Однако оказалось, что была, как правило, неквалифицированная рабочая сила. Иммигранты, скажем, могли вдруг уезжать по домам на различные национальные праздники или ни с того, ни с чего бросить работу и отправиться на рыбалку. В большинстве своем они были сельскими жителями. В связи с этим задача стандартизации рабочей силы становилась для Америки самой насущной, и страна постепенно превратилась в гигантскую «плавильную печь», в которой переплавлялись культуры народов всего мира. В результате и получился стандартный американец, соответствующий заранее определенному американскому образу жизни. Это продолжало оставаться доминантой, но только до какого-то времени. В конце 60-х годов общество заговорило о «черной силе», и это явилось настоящей революцией. Были выдвинуты революционные лозунги — «прекрасный черный», «мы имеем право быть особыми». С тех пор на свет появились «итальянская сила», «еврейская сила», «английская сила», «ирландская сила» — особость каждой из этих групп стала приобретать все большее значение, а все это вместе взятое далеко отодвинуло нас от идеи стандартизированного американца.

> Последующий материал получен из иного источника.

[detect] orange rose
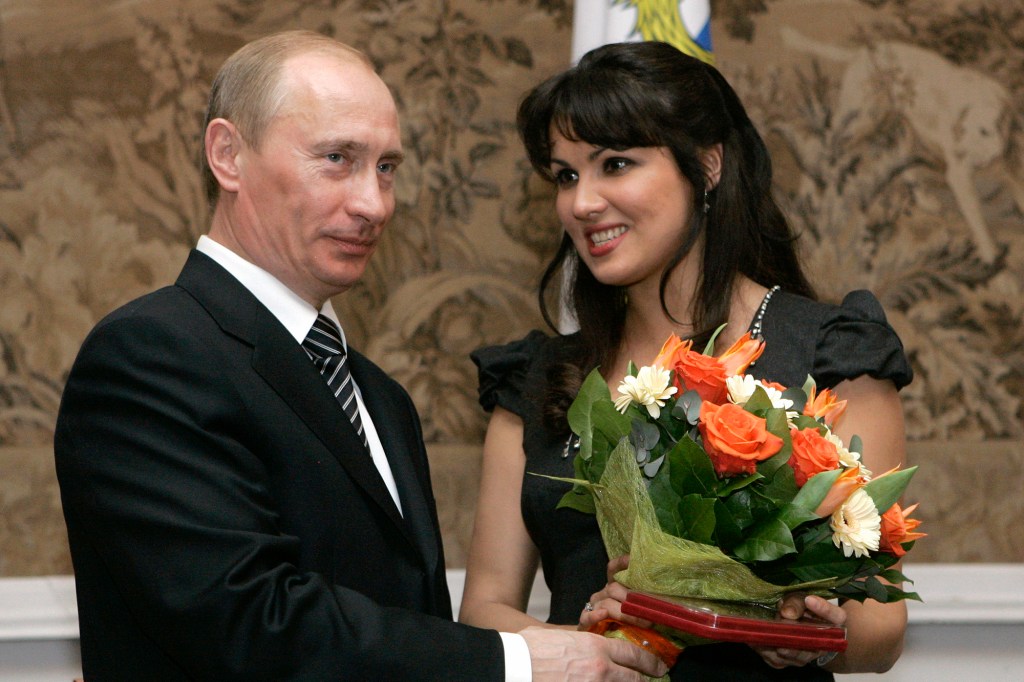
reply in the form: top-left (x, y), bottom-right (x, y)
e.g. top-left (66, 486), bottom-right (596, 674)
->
top-left (879, 503), bottom-right (926, 557)
top-left (814, 466), bottom-right (869, 517)
top-left (676, 350), bottom-right (730, 403)
top-left (804, 385), bottom-right (847, 426)
top-left (788, 427), bottom-right (841, 487)
top-left (698, 402), bottom-right (784, 477)
top-left (667, 332), bottom-right (765, 404)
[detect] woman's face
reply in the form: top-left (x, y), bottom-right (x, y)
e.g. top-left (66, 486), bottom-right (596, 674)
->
top-left (549, 131), bottom-right (695, 293)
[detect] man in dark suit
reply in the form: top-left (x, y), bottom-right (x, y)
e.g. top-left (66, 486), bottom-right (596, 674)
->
top-left (54, 30), bottom-right (666, 681)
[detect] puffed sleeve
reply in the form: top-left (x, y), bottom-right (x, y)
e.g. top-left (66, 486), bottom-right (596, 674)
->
top-left (812, 290), bottom-right (913, 390)
top-left (471, 329), bottom-right (551, 418)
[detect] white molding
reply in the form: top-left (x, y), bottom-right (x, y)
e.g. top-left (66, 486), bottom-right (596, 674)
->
top-left (0, 576), bottom-right (78, 640)
top-left (903, 563), bottom-right (1024, 624)
top-left (2, 564), bottom-right (1021, 641)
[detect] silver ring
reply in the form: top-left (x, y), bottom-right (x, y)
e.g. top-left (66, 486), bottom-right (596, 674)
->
top-left (584, 601), bottom-right (594, 612)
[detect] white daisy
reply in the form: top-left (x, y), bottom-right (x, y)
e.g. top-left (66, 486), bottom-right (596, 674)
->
top-left (614, 365), bottom-right (677, 419)
top-left (825, 431), bottom-right (871, 478)
top-left (726, 374), bottom-right (793, 411)
top-left (830, 488), bottom-right (881, 558)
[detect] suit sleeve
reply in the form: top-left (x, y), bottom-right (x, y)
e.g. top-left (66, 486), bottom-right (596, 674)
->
top-left (55, 307), bottom-right (505, 681)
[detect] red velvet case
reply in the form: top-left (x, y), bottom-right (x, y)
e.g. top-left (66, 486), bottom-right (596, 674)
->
top-left (622, 592), bottom-right (848, 652)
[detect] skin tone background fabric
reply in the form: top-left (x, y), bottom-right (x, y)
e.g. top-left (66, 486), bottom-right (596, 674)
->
top-left (0, 0), bottom-right (1021, 575)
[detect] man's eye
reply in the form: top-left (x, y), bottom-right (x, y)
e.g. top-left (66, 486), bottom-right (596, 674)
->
top-left (552, 168), bottom-right (578, 186)
top-left (326, 153), bottom-right (344, 163)
top-left (377, 162), bottom-right (397, 174)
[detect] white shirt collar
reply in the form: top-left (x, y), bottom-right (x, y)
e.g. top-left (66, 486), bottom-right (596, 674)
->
top-left (196, 235), bottom-right (345, 347)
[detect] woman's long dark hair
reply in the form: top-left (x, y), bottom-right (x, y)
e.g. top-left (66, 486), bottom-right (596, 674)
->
top-left (517, 41), bottom-right (816, 431)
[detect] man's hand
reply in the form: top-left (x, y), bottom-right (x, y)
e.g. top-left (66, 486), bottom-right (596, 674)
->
top-left (520, 626), bottom-right (669, 681)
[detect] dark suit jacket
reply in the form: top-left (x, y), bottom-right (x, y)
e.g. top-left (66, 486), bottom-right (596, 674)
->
top-left (55, 251), bottom-right (504, 681)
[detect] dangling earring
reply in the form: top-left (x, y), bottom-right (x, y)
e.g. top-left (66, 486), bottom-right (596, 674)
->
top-left (703, 188), bottom-right (710, 214)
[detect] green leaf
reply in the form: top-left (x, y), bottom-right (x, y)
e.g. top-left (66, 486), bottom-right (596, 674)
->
top-left (757, 457), bottom-right (799, 509)
top-left (878, 568), bottom-right (913, 585)
top-left (776, 502), bottom-right (821, 531)
top-left (556, 488), bottom-right (596, 514)
top-left (848, 434), bottom-right (863, 455)
top-left (713, 499), bottom-right (744, 551)
top-left (567, 369), bottom-right (630, 466)
top-left (702, 323), bottom-right (728, 355)
top-left (733, 518), bottom-right (797, 561)
top-left (723, 489), bottom-right (756, 530)
top-left (790, 467), bottom-right (843, 514)
top-left (668, 435), bottom-right (719, 496)
top-left (743, 386), bottom-right (775, 414)
top-left (782, 386), bottom-right (808, 411)
top-left (786, 542), bottom-right (862, 582)
top-left (677, 494), bottom-right (718, 544)
top-left (716, 472), bottom-right (763, 497)
top-left (648, 459), bottom-right (683, 535)
top-left (789, 414), bottom-right (823, 432)
top-left (863, 575), bottom-right (889, 602)
top-left (863, 466), bottom-right (917, 513)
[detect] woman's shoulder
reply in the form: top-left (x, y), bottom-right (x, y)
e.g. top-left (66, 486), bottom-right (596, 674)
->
top-left (471, 330), bottom-right (579, 414)
top-left (757, 289), bottom-right (913, 390)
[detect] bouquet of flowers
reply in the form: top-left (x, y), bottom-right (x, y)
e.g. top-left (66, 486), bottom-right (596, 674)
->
top-left (554, 329), bottom-right (924, 618)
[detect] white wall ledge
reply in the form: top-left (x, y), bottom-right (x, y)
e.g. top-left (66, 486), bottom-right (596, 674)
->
top-left (1, 564), bottom-right (1021, 641)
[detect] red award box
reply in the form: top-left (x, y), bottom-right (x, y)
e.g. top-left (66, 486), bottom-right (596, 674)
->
top-left (622, 592), bottom-right (848, 652)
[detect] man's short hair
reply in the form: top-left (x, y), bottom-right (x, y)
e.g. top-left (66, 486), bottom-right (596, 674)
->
top-left (200, 30), bottom-right (373, 207)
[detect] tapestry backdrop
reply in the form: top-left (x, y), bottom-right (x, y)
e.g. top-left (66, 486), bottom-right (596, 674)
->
top-left (0, 0), bottom-right (1021, 575)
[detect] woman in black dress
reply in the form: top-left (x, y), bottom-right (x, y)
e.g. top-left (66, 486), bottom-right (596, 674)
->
top-left (459, 41), bottom-right (912, 679)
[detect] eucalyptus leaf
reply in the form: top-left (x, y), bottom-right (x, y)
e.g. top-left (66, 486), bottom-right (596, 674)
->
top-left (672, 389), bottom-right (703, 425)
top-left (643, 454), bottom-right (666, 478)
top-left (848, 434), bottom-right (863, 455)
top-left (781, 386), bottom-right (808, 410)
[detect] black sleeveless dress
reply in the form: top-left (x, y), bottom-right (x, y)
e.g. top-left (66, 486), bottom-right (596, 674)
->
top-left (472, 290), bottom-right (913, 681)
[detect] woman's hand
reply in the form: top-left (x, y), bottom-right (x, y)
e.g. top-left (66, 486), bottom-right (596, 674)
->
top-left (751, 594), bottom-right (847, 669)
top-left (578, 555), bottom-right (654, 631)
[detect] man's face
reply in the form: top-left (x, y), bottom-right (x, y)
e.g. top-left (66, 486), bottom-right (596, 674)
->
top-left (232, 52), bottom-right (403, 307)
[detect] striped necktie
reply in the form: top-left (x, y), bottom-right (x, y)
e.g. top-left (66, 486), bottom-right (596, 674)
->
top-left (301, 314), bottom-right (368, 450)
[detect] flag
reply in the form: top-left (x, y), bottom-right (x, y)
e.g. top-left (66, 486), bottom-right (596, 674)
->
top-left (571, 0), bottom-right (714, 64)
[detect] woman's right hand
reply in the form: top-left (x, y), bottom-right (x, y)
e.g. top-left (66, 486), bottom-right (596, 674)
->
top-left (578, 554), bottom-right (654, 631)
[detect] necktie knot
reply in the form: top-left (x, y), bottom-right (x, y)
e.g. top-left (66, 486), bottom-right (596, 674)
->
top-left (302, 314), bottom-right (367, 450)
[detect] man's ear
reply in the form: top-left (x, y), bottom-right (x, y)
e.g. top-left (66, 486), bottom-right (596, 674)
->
top-left (700, 143), bottom-right (723, 190)
top-left (205, 118), bottom-right (243, 195)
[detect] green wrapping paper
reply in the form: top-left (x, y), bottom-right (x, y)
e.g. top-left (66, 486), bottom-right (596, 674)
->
top-left (585, 437), bottom-right (839, 606)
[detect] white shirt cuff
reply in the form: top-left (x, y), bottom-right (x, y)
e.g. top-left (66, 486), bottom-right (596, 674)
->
top-left (499, 631), bottom-right (532, 682)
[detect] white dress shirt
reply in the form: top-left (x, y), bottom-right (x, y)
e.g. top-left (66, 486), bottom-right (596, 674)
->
top-left (195, 236), bottom-right (531, 681)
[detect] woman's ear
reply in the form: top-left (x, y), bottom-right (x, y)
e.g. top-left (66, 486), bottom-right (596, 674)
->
top-left (205, 118), bottom-right (243, 195)
top-left (700, 143), bottom-right (723, 190)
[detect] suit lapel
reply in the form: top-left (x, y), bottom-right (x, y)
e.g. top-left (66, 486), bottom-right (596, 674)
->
top-left (176, 251), bottom-right (410, 540)
top-left (349, 352), bottom-right (440, 571)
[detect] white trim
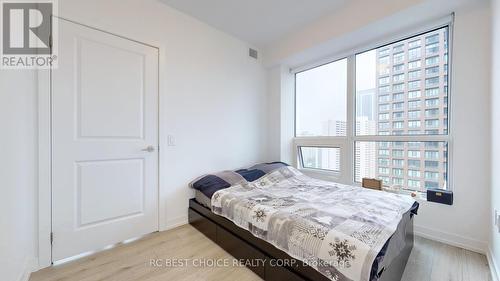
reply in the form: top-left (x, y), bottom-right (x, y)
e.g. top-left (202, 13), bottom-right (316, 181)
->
top-left (488, 247), bottom-right (500, 281)
top-left (37, 68), bottom-right (52, 269)
top-left (164, 216), bottom-right (188, 231)
top-left (37, 18), bottom-right (162, 269)
top-left (414, 225), bottom-right (487, 254)
top-left (18, 257), bottom-right (37, 281)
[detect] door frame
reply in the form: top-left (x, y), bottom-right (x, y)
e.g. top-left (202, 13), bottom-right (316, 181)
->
top-left (37, 17), bottom-right (161, 268)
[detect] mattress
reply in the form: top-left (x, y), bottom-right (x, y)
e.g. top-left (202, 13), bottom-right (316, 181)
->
top-left (195, 190), bottom-right (212, 209)
top-left (194, 190), bottom-right (414, 280)
top-left (190, 163), bottom-right (418, 281)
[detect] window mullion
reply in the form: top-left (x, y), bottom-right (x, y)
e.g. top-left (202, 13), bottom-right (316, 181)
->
top-left (345, 55), bottom-right (356, 184)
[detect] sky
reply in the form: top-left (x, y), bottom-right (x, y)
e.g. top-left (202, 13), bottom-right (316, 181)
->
top-left (295, 50), bottom-right (376, 136)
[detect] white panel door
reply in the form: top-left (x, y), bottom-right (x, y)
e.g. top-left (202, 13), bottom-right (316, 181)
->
top-left (52, 19), bottom-right (159, 261)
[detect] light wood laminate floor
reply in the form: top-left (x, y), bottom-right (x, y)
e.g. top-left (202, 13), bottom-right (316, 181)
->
top-left (30, 224), bottom-right (491, 281)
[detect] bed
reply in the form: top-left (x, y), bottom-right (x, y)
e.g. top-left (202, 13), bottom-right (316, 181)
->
top-left (188, 163), bottom-right (418, 281)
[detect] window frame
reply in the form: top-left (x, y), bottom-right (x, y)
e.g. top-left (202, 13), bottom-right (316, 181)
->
top-left (293, 20), bottom-right (454, 196)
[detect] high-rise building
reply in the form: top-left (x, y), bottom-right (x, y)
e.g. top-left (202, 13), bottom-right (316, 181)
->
top-left (372, 28), bottom-right (448, 192)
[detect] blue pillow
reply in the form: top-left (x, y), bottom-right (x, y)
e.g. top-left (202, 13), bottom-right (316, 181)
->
top-left (235, 169), bottom-right (266, 182)
top-left (191, 175), bottom-right (231, 198)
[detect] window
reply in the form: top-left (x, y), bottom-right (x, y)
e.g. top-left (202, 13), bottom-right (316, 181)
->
top-left (379, 76), bottom-right (390, 84)
top-left (299, 147), bottom-right (340, 171)
top-left (408, 120), bottom-right (421, 128)
top-left (393, 93), bottom-right (404, 101)
top-left (426, 34), bottom-right (439, 44)
top-left (379, 48), bottom-right (390, 56)
top-left (408, 80), bottom-right (421, 90)
top-left (425, 119), bottom-right (440, 128)
top-left (296, 59), bottom-right (347, 136)
top-left (393, 159), bottom-right (404, 167)
top-left (408, 70), bottom-right (421, 80)
top-left (379, 104), bottom-right (390, 111)
top-left (425, 160), bottom-right (439, 169)
top-left (408, 60), bottom-right (421, 70)
top-left (408, 90), bottom-right (421, 99)
top-left (408, 170), bottom-right (421, 178)
top-left (408, 110), bottom-right (421, 119)
top-left (408, 100), bottom-right (421, 109)
top-left (379, 55), bottom-right (390, 64)
top-left (379, 94), bottom-right (390, 102)
top-left (379, 158), bottom-right (389, 166)
top-left (379, 149), bottom-right (389, 156)
top-left (379, 66), bottom-right (390, 75)
top-left (393, 83), bottom-right (405, 91)
top-left (408, 160), bottom-right (421, 168)
top-left (425, 43), bottom-right (439, 55)
top-left (426, 181), bottom-right (440, 189)
top-left (425, 171), bottom-right (440, 180)
top-left (393, 52), bottom-right (405, 63)
top-left (393, 168), bottom-right (404, 176)
top-left (379, 113), bottom-right (389, 120)
top-left (426, 66), bottom-right (439, 76)
top-left (393, 178), bottom-right (404, 185)
top-left (425, 77), bottom-right (439, 87)
top-left (408, 47), bottom-right (421, 59)
top-left (426, 142), bottom-right (440, 148)
top-left (393, 102), bottom-right (404, 110)
top-left (425, 108), bottom-right (440, 117)
top-left (426, 56), bottom-right (440, 66)
top-left (408, 130), bottom-right (421, 135)
top-left (425, 150), bottom-right (440, 159)
top-left (408, 150), bottom-right (421, 158)
top-left (393, 130), bottom-right (404, 136)
top-left (296, 26), bottom-right (451, 195)
top-left (426, 88), bottom-right (439, 97)
top-left (393, 149), bottom-right (404, 157)
top-left (408, 39), bottom-right (421, 48)
top-left (393, 44), bottom-right (404, 53)
top-left (393, 64), bottom-right (404, 73)
top-left (393, 111), bottom-right (404, 119)
top-left (408, 180), bottom-right (421, 189)
top-left (379, 85), bottom-right (390, 93)
top-left (379, 167), bottom-right (389, 174)
top-left (426, 98), bottom-right (440, 107)
top-left (379, 142), bottom-right (390, 148)
top-left (379, 122), bottom-right (390, 129)
top-left (393, 121), bottom-right (404, 129)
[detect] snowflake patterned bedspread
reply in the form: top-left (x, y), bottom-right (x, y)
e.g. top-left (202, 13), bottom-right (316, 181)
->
top-left (211, 166), bottom-right (416, 281)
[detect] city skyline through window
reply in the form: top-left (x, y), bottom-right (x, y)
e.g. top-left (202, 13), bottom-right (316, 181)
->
top-left (295, 27), bottom-right (450, 193)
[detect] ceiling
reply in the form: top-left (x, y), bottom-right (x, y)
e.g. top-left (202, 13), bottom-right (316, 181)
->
top-left (159, 0), bottom-right (348, 47)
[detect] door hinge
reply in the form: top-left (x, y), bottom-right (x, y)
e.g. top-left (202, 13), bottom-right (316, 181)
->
top-left (50, 232), bottom-right (54, 244)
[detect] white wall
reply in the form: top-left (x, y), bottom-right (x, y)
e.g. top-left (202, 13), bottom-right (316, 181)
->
top-left (490, 0), bottom-right (500, 278)
top-left (414, 2), bottom-right (491, 252)
top-left (0, 71), bottom-right (38, 281)
top-left (1, 0), bottom-right (268, 277)
top-left (266, 0), bottom-right (492, 253)
top-left (57, 0), bottom-right (268, 244)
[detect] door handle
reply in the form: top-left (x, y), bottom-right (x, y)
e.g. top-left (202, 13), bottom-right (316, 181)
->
top-left (141, 145), bottom-right (156, 152)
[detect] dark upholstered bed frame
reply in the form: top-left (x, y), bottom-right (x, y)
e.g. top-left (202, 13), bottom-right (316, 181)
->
top-left (188, 199), bottom-right (413, 281)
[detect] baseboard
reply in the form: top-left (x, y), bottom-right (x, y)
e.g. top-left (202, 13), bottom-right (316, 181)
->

— Вы считаете, что это представляет опасность для Америки?
— Это могло бы быть очень опасно, если бы мы не двигались одновременно к намного более однородному в социально-экономическом отношении обществу. «Печь» по-прежнему работает, но упомянутые групповые особости не переплавляются в абсолютный стандарт. Все, так сказать, находится в «печи», но при этом сохраняет свою особость.
Главная проблема сейчас в том, что наши политические структуры, особенно те из них, что используются для разрешения конфликтов (независимо от того, идет ли речь о политических, исполнительных или судебных структурах), не в состоянии справляться с возникающими конфликтами. Мне кажется, что основное изменение этих структур должно лежать в плоскости большей децентрализации. Собственно, это уже и происходит. Видимо, необходимо установление новых правил групповых взаимоотношений, результатом чего станет возникновение новой власти, которая и будет искомым гражданским обществом, состоящим из развитых структур, состоящих между народом и государством, таких, как Церковь, профсоюзы, семья.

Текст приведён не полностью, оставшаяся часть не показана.